A higher P/E ratio means that investors are paying a higher price for each $1 of company earnings. That isn't a good or a bad thing on its own, but a high P/E means that buyers have a higher opinion of the business's prospects, relative to stocks with a lower P/E.
How Growth Rates Impact P/E Ratios
When earnings fall, the 'E' decreases, over time. That means unless the share price falls, the P/E will increase in a few years. A higher P/E should indicate the stock is expensive relative to others -- and that may encourage shareholders to sell.
American Outdoor Brands shrunk earnings per share by 60% over the last year. And it has shrunk its earnings per share by 9.5% per year over the last five years. This growth rate might warrant a below average P/E ratio.
How Does American Outdoor Brands's P/E Ratio Compare To Its Peers?
The P/E ratio indicates whether the market has higher or lower expectations of a company. The image below shows that American Outdoor Brands has a higher P/E than the average (16.4) P/E for companies in the leisure industry.
American Outdoor Brands's P/E tells us that market participants think the company will perform better than its industry peers, going forward. The market is optimistic about the future, but that doesn't guarantee future growth. So investors should always consider the P/E ratio alongside other factors, such as whether company directors have been buying shares.

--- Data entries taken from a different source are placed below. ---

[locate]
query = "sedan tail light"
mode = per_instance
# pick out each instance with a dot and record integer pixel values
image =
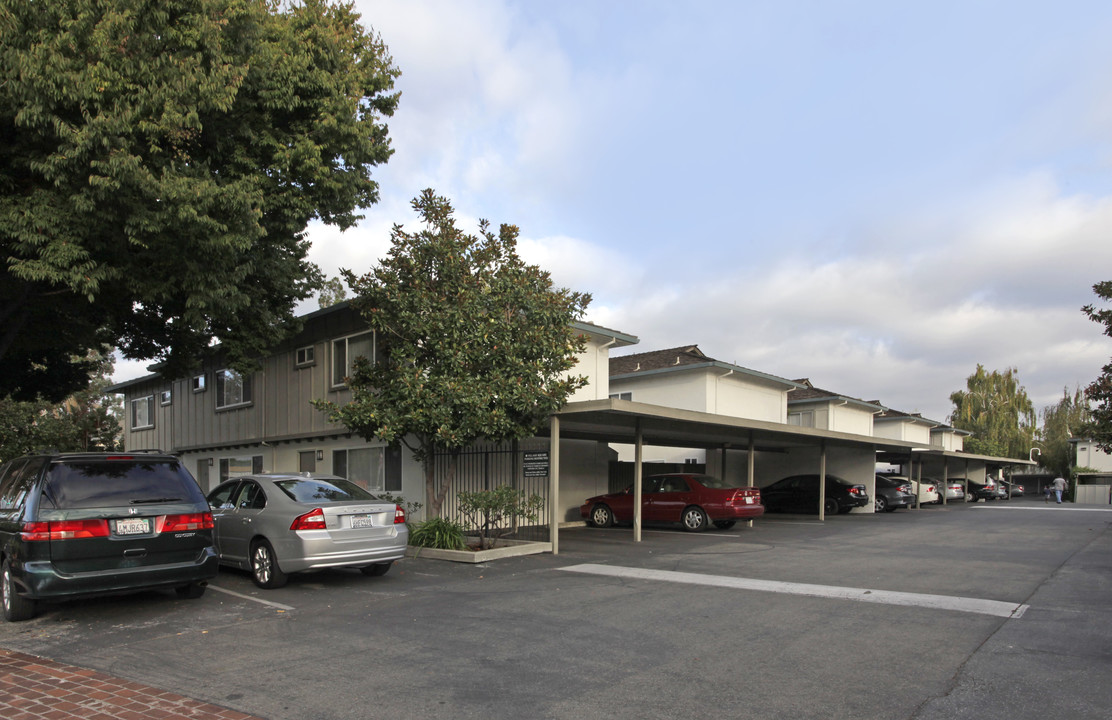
(311, 520)
(182, 523)
(63, 530)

Don't Forget: The P/E Does Not Account For Debt or Bank Deposits
It's important to note that the P/E ratio considers the market capitalization, not the enterprise value. That means it doesn't take debt or cash into account. Theoretically, a business can improve its earnings (and produce a lower P/E in the future), by taking on debt (or spending its remaining cash).
Such expenditure might be good or bad, in the long term, but the point here is that the balance sheet is not reflected by this ratio.
Is Debt Impacting American Outdoor Brands's P/E?
American Outdoor Brands's net debt is 36% of its market cap. This is enough debt that you'd have to make some adjustments before using the P/E ratio to compare it to a company with net cash.
The Bottom Line On American Outdoor Brands's P/E Ratio
American Outdoor Brands has a P/E of 32.1. That's higher than the average in the US market, which is 17.9. With modest debt but no EPS growth in the last year, it's fair to say the P/E implies some optimism about future earnings, from the market.
Investors have an opportunity when market expectations about a stock are wrong. If the reality for a company is better than it expects, you can make money by buying and holding for the long term. So this free report on the analyst consensus forecasts could help you make a master move on this stock.
Of course, you might find a fantastic investment by looking at a few good candidates. So take a peek at this free list of companies with modest (or no) debt, trading on a P/E below 20.
We aim to bring you long-term focused research analysis driven by fundamental data. Note that our analysis may not factor in the latest price-sensitive company announcements or qualitative material.
If you spot an error that warrants correction, please contact the editor at firstname.lastname@example.org. This article by Simply Wall St is general in nature. It does not constitute a recommendation to buy or sell any stock, and does not take account of your objectives, or your financial situation. Simply Wall St has no position in the stocks mentioned. Thank you for reading.